Het hof komt tot de volgende beoordeling.
De vrouw beroept zich op een door de man gepleegde onrechtmatige daad (art. 6:162 BW).
In hoger beroep gaat het alleen nog om de vraag of de vrouw de daarvoor vereiste schade heeft geleden. De man heeft geen grief gericht tegen het oordeel van de rechtbank dat hij, door na te laten de vrouw de nodige achterliggende informatie te verstrekken over de waarde van de echtelijke woning en de hoogte van de restant-hypotheekschuld, de vereiste zorgvuldigheid die (gewezen) echtgenoten in het kader van een op handen zijnde echtscheidingsprocedure van elkaar mogen verwachten niet heeft betracht. Dit staat derhalve in hoger beroep vast.
Partijen verschillen van mening over de vraag of de vrouw hierdoor schade heeft geleden.
Het hof is van oordeel dat de woning in [plaats] buiten beschouwing moet blijven bij beantwoording van de vraag of de vrouw schade heeft geleden. Het gaat immers alleen om de schade die de vrouw heeft geleden door het onrechtmatig nalaten van de man, te weten het niet verstrekken van de nodige achterliggende informatie over de waarde van de echtelijke woning en de hoogte van de daarop rustende hypotheekschuld. In dat licht bezien, heeft het hiernavolgende te gelden.
Partijen verschillen van mening over de waarde van de echtelijke woning per peildatum.
De rechtbank heeft terecht geoordeeld dat de waarde van de woning niet gebaseerd kan worden op het op het e-mailbericht van [makalaars] getiteld “modelwaardes Driemasterstraat 4 per 15-8-2007”. In eerste aanleg noch in hoger beroep is gesteld of gebleken dat de makelaar het pand daadwerkelijk heeft gezien, terwijl dit eenvoudig te realiseren was, aangezien de vrouw er op dat moment woonachtig was. Een enkele “geveltaxatie” is daarom naar het oordeel van het hof volstrekt onvoldoende in het kader van de waardebepaling van de woning.

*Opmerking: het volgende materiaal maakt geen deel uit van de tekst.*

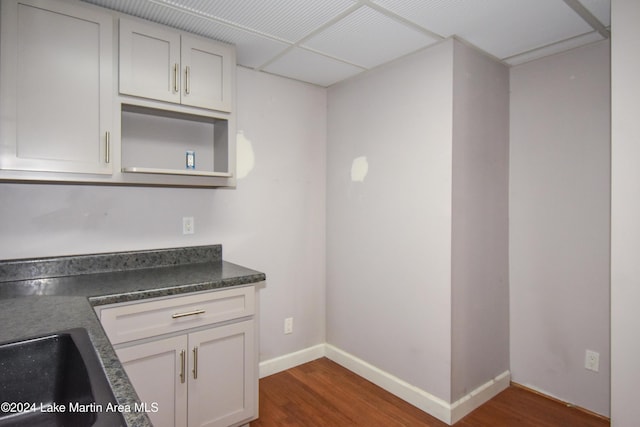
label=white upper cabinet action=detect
[119,18,235,112]
[0,0,113,174]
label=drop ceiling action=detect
[83,0,610,87]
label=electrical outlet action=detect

Ook geeft het rapport van [makalaars] geen informatie over de staat van onderhoud van het pand op de peildatum, terwijl dit een belangrijke rol speelt bij de waardering van onroerend goed.

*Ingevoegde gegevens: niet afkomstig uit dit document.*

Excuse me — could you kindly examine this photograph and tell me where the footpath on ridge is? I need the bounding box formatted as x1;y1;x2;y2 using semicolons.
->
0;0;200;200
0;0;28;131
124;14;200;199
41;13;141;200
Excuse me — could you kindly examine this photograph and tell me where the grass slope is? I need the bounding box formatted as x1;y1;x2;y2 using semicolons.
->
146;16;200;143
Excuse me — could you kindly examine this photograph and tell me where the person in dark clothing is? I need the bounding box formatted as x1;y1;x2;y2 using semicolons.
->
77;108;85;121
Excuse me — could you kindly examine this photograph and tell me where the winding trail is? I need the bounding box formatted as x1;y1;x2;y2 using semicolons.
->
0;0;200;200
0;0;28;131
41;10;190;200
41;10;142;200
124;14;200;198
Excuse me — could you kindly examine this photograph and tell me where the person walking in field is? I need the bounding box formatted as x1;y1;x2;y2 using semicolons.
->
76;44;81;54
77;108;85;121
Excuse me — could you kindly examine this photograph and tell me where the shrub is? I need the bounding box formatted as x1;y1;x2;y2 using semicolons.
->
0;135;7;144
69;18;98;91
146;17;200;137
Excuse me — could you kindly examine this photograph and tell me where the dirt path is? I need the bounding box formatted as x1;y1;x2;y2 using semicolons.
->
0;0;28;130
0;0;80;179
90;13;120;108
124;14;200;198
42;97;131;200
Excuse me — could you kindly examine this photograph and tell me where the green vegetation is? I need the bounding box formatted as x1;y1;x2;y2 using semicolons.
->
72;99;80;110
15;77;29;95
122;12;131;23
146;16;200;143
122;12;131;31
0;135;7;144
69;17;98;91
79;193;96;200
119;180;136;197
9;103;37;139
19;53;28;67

Gelet op het vorenstaande komt het hof tot het oordeel dat de vrouw de stelling van de man dat de woning ten tijde van de peildatum uitgeleefd en verwaarloosd was, niet voldoende gemotiveerd heeft betwist. Dit heeft tot gevolg dat het hof uit zal moeten gaan van de in het convenant opgenomen waarde van € 280.000,--.
Vast staat dat de restant hypotheekschuld op de peildatum geen € 280.000,-- bedroeg, zoals in het convenant was opgenomen, maar € 244.300,--. Anders dan de rechtbank heeft geoordeeld levert dit voor de vrouw een schade op van € 17.850,-- (€ 280.000,-- -/- € 244.300,-- = € 35.700,-- : 2 = € 17.850,--).